The aim of this paper is to introduce a new learning procedure for neural networks and to demonstrate that it works well enough on a few small problems to be worth further investigation. The Forward-Forward algorithm replaces the forward and backward passes of backpropagation by two forward passes, one with positive (i.e. real) data and the other with negative data which could be generated by the network itself. Each layer has its own objective function which is simply to have high goodness for positive data and low goodness for negative data. The sum of the squared activities in a layer can be used as the goodness but there are many other possibilities, including minus the sum of the squared activities. If the positive and negative passes could be separated in time, the negative passes could be done offline, which would make the learning much simpler in the positive pass and allow video to be pipelined through the network without ever storing activities or stopping to propagate derivatives.
研究动机与目标
- 鉴于大脑的可行性以及实时处理约束,激发对一种可替代反向传播的学习过程的需求。
- 介绍 Forward-Forward (FF) 算法及其具有相反目标的两次前向传递。
- 在小规模问题(MNIST、CIFAR-10)上演示 FF,并分析其相对于反向传播的性能。
- 探索分层良好性度量和层归一化如何实现无需反向传播的多层学习。
- 讨论 FF 在类皮质学习和低功耗硬件方面的潜在优势。
提出的方法
- 定义一个逐层的良好性函数(例如活动的平方和),并使用两次前向传递:正数据(高良好性)和负数据(低良好性)。

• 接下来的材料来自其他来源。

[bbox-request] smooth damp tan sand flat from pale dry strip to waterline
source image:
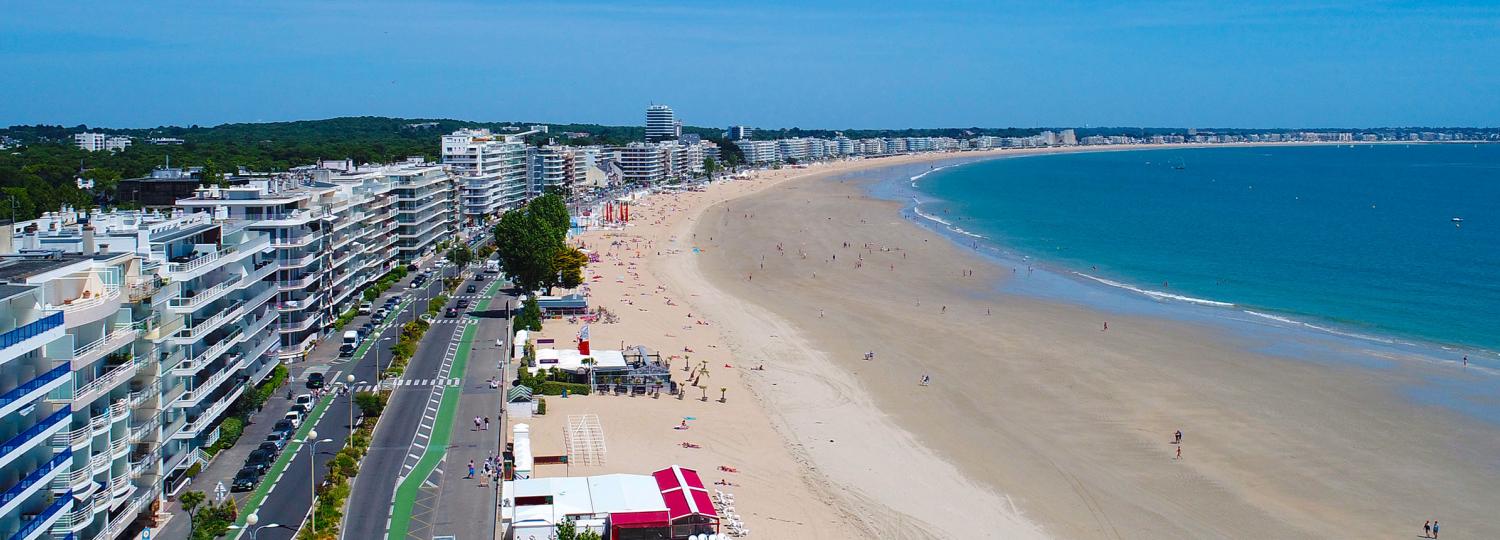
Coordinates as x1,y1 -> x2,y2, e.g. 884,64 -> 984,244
695,145 -> 1497,537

- 对每一层以局部目标进行贪婪训练,使正数据的良好性增加、负数据的良好性减少。
- 对隐藏层的活动进行归一化,只传递它们的方向(长度保持作为良好性的量度,而不是绝对尺度)。
- 尝试平方活动良好性及其相反数,并应用层归一化以防止跨层信息泄露。
- 在 MNIST 上用多种体系结构评估 FF,包括每层有 2000 个 ReLU 的四层网络,并与反向传播基线进行比较。
- 将 FF 扩展到循环/时间处理以处理类似视频的输入,并讨论自顶向下与自底向上的一致性作为教学信号。
实验结果
研究问题
- RQ1Can the Forward-Forward algorithm learn meaningful multi-layer representations without backpropagation?

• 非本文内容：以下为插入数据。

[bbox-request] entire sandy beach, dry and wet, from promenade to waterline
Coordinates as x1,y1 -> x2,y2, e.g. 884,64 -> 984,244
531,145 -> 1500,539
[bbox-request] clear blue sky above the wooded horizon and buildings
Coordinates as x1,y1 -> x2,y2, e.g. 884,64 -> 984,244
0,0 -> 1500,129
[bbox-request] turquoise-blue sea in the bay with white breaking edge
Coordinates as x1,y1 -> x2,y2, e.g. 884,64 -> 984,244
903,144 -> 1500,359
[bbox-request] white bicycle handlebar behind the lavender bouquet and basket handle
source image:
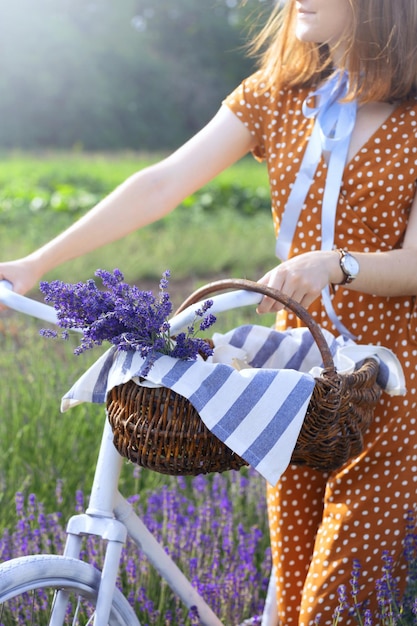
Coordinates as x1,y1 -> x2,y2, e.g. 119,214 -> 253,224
0,280 -> 263,334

- RQ2How does FF perform on standard benchmarks (MNIST, CIFAR-10) compared to backpropagation under small-scale settings?
- RQ3What roles do layer normalization and the choice of goodness function play in preventing information leakage between layers?

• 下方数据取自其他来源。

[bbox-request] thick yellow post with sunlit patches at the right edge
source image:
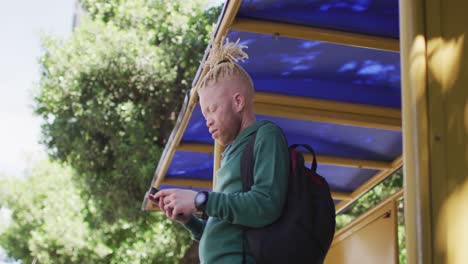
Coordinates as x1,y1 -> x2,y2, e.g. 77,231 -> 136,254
400,0 -> 468,264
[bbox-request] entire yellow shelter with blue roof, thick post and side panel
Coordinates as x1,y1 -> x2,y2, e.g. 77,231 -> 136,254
143,0 -> 468,263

- RQ4Can FF be extended to recurrent settings to model top-down influences and perceptual prediction?
- RQ5What are the limitations and potential advantages of FF for cortex-like learning and low-power hardware?
主要发现
- FF can learn multi-layer representations using positive and negative data with layer-wise objectives.
- On MNIST, FF achieves competitive test errors in several setups, including supervised and unsupervised variants, with results approaching those of backpropagation in some configurations.
- In CIFAR-10 experiments with local receptive fields, FF is somewhat worse than backpropagation but still shows comparable performance when using ample hidden units and appropriate connectivity.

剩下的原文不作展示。